There are many instances in which strictly enforced rules can result in a great lack of productivity. Police officers forgive some drivers for exceeding the speed limit. It would be unrealistic, though legal, to give a speeding ticket to any driver cruising at 36 MPH on a 35 MPH road. Likewise, suspending every student who skips class in high school would probably result in the suspension of half the school.

 However, this was a risk Principal Lisa Love of Harrisburg High School in Pennsylvania was willing to take. 

The new principal, who began in January,  announced that students who had skipped at least one week’s worth of classes over a period of 45 days were to serve a one day suspension. 500 out of 1,100 students were given suspension notices throughout the last week in March.

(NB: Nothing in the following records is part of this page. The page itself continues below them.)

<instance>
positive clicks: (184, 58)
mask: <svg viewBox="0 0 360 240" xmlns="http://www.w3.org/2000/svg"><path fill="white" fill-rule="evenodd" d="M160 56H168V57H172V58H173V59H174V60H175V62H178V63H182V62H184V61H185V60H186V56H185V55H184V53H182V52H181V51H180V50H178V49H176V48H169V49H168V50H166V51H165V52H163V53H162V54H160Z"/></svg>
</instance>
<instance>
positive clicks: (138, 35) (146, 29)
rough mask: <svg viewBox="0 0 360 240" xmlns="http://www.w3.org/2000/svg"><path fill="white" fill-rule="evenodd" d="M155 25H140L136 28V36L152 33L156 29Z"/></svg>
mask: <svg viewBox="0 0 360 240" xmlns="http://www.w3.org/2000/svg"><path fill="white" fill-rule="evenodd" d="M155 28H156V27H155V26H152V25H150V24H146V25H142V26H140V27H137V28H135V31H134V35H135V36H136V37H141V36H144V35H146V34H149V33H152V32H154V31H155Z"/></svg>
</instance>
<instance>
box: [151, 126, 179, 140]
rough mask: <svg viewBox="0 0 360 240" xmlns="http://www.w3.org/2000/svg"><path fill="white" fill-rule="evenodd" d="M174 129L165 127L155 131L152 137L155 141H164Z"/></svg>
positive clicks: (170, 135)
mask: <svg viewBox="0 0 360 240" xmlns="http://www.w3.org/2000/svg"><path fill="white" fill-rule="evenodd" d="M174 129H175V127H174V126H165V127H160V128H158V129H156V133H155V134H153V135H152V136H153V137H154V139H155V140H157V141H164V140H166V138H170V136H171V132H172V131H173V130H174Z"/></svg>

The school stated that these suspensions were administered as an admonition to at-risk students for whom education was not a priority. The district holds one of the lowest standardized test scores and graduation rates in the nation, and Love is committed to transforming the students’ attitudes toward their education.

According to the administration, the best punishment for students who do not want to be in class is to give them a day off of class. 

The students of Harrisburg had few qualms with the school itself, but rather with sitting through classes. Most of the students who skipped classes remained on campus and socialized in common areas such as the gymnasium, locker rooms, and bathrooms. 

Fox 43 news reported that approximately 100 parents met with Love to discuss issues surrounding absences, both excused and unexcused. While some were frustrated and argued that suspensions would be unsuccessful at incentivising class participation, others saw it as an opportunity for better communication with the administration. 

Love was hired in order to radically improve the academic standing of the public high school. Whether her hotly debated approach will usher in the intended transformation or not, she contributed to a much needed discussion about the many barriers to student performance—barriers such as not being allowed to go to class. Keeping students in class reduces the amount of time they can “wreak havoc upon the school,” as she told reporters at PennLive. 

Imagine the cataclysm that must ensue as a result of students talking in the locker room. Next, students will be skipping the lunch lines in apocalyptic numbers and passing love notes in class, acts of tomfoolery that can certainly disturb the delicate balance of high school. Maybe we’ll see these added to the growing list of suspendable offenses.